At Porto Garabaldi looking North Blair Pessemier Acrylic/canvas 18 x 12" 45 x 30cm
At the beach looking South Laurie Fox Pessemier Acrylic/canvas 20 x 12" 50 x 30cm
Last Roses of Summer Blair Pessemier Acrylic/canvas 12 x 12 30 x 30cm
Another Chicken Laurie Fox Pessemier Acrylic/canvas 12 x 12 30 x 30cm
Men enjoying Seafood Laurie Fox Pessemier Acrylic/canvas 9 x 14" 23 x 36cm
Today was the perfect day. We decided yesterday to make bacon and eggs for breakfast today. We did, with square toast (loaf bread) and coffee. It was good, for a change, from our sweet pastry and macchiato at the cafe. Their coffee is way better, though.

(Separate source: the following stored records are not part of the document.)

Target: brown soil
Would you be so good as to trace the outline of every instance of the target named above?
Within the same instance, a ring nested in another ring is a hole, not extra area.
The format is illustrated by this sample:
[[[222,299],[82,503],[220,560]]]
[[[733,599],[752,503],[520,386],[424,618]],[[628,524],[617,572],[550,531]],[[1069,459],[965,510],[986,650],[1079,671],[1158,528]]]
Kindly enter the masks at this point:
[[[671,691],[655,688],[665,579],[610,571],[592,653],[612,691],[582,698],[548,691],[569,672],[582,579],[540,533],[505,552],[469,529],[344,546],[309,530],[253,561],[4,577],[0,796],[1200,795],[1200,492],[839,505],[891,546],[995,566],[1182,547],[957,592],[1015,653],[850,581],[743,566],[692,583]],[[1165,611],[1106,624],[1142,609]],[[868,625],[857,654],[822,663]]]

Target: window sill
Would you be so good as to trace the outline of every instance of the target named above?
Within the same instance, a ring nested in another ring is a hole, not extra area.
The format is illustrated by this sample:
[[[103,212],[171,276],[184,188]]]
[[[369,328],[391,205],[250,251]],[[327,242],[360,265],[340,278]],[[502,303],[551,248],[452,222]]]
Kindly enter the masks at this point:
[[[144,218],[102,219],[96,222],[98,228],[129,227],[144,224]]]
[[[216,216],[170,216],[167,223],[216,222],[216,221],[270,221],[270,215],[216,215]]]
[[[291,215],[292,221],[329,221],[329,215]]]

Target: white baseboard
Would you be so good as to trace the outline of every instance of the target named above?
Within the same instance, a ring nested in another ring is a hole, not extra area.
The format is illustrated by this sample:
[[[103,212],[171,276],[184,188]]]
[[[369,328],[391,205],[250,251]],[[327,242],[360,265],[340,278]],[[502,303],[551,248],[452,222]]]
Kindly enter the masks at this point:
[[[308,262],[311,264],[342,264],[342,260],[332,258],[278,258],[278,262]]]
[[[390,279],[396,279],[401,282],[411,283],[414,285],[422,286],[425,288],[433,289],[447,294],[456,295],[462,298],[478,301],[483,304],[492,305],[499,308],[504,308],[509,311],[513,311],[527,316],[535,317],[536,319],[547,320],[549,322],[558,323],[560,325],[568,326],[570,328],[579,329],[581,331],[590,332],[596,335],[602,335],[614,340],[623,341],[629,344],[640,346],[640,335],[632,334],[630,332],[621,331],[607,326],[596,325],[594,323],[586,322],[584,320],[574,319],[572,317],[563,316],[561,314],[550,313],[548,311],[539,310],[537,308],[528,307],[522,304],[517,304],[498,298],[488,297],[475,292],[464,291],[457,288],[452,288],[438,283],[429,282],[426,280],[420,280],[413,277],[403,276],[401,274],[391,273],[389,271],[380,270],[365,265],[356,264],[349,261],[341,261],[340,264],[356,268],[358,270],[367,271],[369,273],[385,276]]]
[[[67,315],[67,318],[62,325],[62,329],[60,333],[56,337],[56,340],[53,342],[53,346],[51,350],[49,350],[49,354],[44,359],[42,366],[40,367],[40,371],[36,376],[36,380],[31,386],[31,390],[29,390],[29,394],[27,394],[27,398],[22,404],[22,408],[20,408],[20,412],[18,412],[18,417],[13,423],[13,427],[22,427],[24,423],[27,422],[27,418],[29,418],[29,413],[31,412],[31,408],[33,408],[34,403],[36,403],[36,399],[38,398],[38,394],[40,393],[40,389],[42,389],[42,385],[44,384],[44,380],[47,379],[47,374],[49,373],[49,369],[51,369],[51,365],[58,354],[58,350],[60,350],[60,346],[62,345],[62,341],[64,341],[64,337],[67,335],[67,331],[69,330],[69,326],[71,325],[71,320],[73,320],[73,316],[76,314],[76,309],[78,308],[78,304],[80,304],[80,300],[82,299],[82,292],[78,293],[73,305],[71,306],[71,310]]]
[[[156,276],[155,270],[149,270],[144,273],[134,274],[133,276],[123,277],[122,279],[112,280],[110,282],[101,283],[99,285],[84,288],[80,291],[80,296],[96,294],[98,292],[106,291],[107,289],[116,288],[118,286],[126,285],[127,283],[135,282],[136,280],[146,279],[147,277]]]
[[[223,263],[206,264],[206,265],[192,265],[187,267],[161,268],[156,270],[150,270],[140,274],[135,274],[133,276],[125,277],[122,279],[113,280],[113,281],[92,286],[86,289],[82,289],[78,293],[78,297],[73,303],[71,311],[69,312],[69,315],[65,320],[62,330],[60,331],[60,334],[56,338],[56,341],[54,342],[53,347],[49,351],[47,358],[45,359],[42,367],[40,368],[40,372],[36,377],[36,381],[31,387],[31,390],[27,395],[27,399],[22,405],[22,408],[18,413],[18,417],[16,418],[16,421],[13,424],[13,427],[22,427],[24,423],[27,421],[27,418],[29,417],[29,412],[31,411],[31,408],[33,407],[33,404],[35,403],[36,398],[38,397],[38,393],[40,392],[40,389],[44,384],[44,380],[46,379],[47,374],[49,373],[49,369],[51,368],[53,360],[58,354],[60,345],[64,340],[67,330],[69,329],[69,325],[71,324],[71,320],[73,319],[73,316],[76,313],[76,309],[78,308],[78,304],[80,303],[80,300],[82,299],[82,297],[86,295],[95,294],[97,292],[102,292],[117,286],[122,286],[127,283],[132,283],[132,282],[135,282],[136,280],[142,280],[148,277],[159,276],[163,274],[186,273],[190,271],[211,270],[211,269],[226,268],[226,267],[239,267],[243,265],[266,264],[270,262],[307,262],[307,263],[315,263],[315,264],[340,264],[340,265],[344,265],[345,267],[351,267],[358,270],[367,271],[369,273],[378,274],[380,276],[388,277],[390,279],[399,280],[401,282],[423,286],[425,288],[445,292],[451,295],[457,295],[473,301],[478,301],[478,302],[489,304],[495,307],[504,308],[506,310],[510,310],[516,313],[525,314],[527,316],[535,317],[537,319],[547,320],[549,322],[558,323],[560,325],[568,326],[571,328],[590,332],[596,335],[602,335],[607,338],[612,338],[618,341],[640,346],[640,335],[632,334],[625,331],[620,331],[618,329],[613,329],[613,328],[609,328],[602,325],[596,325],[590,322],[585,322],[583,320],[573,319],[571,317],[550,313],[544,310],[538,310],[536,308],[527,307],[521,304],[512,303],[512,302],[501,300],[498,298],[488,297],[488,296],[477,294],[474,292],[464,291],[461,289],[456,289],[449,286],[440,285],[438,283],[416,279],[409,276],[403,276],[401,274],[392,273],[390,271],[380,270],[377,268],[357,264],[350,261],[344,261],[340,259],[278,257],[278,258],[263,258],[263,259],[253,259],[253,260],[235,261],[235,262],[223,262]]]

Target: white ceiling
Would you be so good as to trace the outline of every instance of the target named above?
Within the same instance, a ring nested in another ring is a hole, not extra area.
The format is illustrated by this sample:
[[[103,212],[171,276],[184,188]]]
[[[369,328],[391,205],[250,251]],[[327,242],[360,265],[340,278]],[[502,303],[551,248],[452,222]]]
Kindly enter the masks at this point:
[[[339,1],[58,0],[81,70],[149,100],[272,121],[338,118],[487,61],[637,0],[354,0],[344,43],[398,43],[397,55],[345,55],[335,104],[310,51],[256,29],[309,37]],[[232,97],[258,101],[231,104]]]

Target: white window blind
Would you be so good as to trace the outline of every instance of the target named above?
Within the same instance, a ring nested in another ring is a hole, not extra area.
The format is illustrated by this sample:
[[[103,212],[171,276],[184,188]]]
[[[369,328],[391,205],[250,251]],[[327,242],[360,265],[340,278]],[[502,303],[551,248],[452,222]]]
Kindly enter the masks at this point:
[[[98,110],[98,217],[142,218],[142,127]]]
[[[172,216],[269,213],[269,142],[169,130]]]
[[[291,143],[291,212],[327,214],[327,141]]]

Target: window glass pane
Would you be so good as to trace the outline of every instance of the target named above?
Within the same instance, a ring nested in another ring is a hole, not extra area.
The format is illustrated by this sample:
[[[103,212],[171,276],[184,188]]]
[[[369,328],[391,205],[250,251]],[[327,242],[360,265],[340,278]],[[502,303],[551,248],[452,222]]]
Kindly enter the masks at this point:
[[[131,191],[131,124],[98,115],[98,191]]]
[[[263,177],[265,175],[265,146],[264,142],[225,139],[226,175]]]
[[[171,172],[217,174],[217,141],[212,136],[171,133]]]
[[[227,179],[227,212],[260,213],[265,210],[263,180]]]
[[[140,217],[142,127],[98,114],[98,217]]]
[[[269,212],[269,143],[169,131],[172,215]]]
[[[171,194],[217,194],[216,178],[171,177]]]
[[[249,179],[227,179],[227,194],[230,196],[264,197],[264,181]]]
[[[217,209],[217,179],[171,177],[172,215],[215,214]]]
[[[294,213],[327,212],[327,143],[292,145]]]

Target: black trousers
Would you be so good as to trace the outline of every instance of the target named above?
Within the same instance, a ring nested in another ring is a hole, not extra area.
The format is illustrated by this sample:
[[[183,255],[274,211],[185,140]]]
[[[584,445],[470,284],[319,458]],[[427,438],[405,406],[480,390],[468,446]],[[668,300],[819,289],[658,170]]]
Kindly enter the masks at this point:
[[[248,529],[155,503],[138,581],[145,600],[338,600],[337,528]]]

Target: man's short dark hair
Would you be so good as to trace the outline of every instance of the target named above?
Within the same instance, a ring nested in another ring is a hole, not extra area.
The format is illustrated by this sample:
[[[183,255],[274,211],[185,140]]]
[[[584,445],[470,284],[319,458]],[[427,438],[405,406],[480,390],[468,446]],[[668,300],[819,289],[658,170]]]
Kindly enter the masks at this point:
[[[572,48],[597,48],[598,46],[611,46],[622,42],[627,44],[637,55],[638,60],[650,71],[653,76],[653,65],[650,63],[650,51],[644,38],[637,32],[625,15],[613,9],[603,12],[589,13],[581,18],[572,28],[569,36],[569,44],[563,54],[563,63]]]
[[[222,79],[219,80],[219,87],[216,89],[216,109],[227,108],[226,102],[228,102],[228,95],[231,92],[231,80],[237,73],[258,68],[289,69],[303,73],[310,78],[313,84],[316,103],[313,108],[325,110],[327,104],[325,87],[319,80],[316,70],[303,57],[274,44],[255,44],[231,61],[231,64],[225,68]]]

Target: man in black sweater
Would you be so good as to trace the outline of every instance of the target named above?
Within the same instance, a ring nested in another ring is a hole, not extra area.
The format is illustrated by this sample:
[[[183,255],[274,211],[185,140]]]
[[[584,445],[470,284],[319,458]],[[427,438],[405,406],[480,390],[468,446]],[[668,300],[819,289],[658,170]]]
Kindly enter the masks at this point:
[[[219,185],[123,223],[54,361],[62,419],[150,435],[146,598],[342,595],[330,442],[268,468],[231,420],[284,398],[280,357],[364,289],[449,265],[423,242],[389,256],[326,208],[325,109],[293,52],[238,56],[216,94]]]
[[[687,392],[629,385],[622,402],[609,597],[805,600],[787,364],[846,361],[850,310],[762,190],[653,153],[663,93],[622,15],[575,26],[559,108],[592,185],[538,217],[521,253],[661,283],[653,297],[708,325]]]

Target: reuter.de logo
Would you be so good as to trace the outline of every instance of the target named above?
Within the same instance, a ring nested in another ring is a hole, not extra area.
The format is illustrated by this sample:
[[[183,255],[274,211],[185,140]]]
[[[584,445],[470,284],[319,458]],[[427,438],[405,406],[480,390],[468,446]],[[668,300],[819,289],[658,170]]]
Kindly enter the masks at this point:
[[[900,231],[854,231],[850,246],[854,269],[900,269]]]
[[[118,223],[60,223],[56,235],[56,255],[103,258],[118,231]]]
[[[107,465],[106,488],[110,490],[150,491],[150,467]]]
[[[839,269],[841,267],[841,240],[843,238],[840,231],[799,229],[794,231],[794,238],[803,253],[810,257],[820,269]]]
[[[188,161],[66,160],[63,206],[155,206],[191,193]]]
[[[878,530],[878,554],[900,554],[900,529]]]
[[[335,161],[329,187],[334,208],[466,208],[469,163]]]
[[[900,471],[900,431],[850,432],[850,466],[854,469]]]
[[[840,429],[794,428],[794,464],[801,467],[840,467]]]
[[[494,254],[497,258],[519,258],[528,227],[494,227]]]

We followed up our American breakfast with a trip to the Italian beach. We drove by Bologna and out to Porto Garibaldi. It’s just about the closest from here, a toss-up with Rimini, but we both like the Porto Garabaldi approach along the canal, and out to the open beach. Of course, it’s the Adriatic, no waves, but I love the atmosphere there with tones of pink and turquoise and yellow.
Harika slept the entire way and we actually had to persuade her to leave the car. But then, she saw the error of her ways and plunged (well, walked) into the sea. Me, too, but it was colder than I anticipated and I only waded, despite wearing my blue and white polka dot swimsuit. The beach was divine: high water, a light sea smell and breeze. We painted amongst the flies on the beach, and I got a mosquito bite, just to remind me summer isn’t over until tomorrow, 22 September.
The sand was clean and there were interesting little tufts of sea foliage growing at the edge of the water. Iridescent mussel shells and deep maroon seaweed were the demarcation between sea and sand. We spent an hour in the full sun. Harika dashed back and forth from sand to sea, and I had to move around a bit to keep the bugs at bay.
We went to a wonderful fish place, along the canal, to eat lunch. Across the street was a fishing boat, “stella polare” and I wondered if they read the book by Martin Cruz Smith. Seagulls careened through the sky. Harika guarded the car. The food came in a giant flat reed basket, lined with gold paper. There were calamari, shrimp, a scallop, monkfish and sardines; also French fries. It was divine, all washed down with slightly more white wine than we ought to have drunk. But that’s what life is about, isn’t it?
I guess it depends on where you come from. I am always trying to “do something”; my roots as an achiever from New England never completely recede. A plan. The Italians, on the other hand, seem to enjoy every minute of life. Older men, families... Leonardo da Vinci, for example; he'd be here if he could.
The temperature drops as we leave the beach and follow the route home. By the time we get into the house it’s 35F degrees cooler than it was on the beach. We think about our winter plans and buttoning things up here in Rocca Malatina. Rome on the horizon when the snow flies.